So we saw "Two Brothers" and "The Notebook" this week. The Notebook was good, a nice summer romance film. I have the book but, of course, haven't read it yet, so had no idea what to expect. I liked the way they played up the tension over which guy she was going to end up with -- and you couldn't tell by the looks of the old guy which young guy he was (actually Hollywood usually does a better job of matching older and younger characters -- I have to say, it was a suspension of disbelief to think that James Garner was *either* of the younger guys grown old. But hey, James Garner.) So they did successfully maintain the guessing until the end. And they didn't just oversimplify it with the hunky-and-good-but-poor versus hunky-but-rotten-and-rich class status thing; they gave each character a lot of pros and cons and some complexity. It was just sweet, and funny, and romantic -- like I said, a nice summer film. And the ending was just right (if smacking a bit of the miraculous) -- didn't even make me cry.

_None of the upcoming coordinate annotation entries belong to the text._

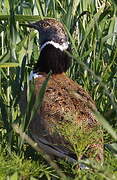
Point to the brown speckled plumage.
(63, 98)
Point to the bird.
(66, 104)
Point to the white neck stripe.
(62, 47)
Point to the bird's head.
(53, 42)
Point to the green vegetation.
(92, 30)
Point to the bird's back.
(65, 102)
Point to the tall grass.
(92, 31)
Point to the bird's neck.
(53, 58)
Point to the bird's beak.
(30, 25)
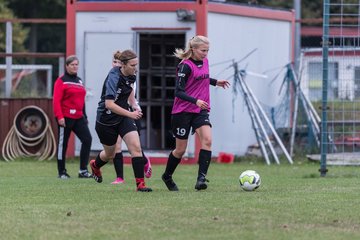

What *did* make me cry was the plight of the captured tigers in Two Brothers. I went in expecting a fluffy, Disneyesque cute-animal-flick, and got a lesson in the war between man and animal, and ethics, and no easy answers. It did a tremendously fair job of showing both sides of the issues: the lessening space for animals to live in the wild vs. the anger of the village people who lost livestock, and lives, to animals turned man-eater (and I believe I read once that tigers have more of a propensity to turn man-eater than lions). And then the hunter and his ethical issues -- the villagers praised and lauded him as a hero for killing a tiger, but once he befriended a tiger cub he had to ask all kinds of questions. And the sheer brutality of the treatment of the tigers in captivity was disgusting. It's set in the 1920s, long before animal-rights activism, and anybody could -- and did -- do anything to keep the animals in line or make a buck off their skin. In a nutshell, it was *far* more moving and thought-provoking than I anticipated on a sunny Sunday afternoon. Well worth it, I thought.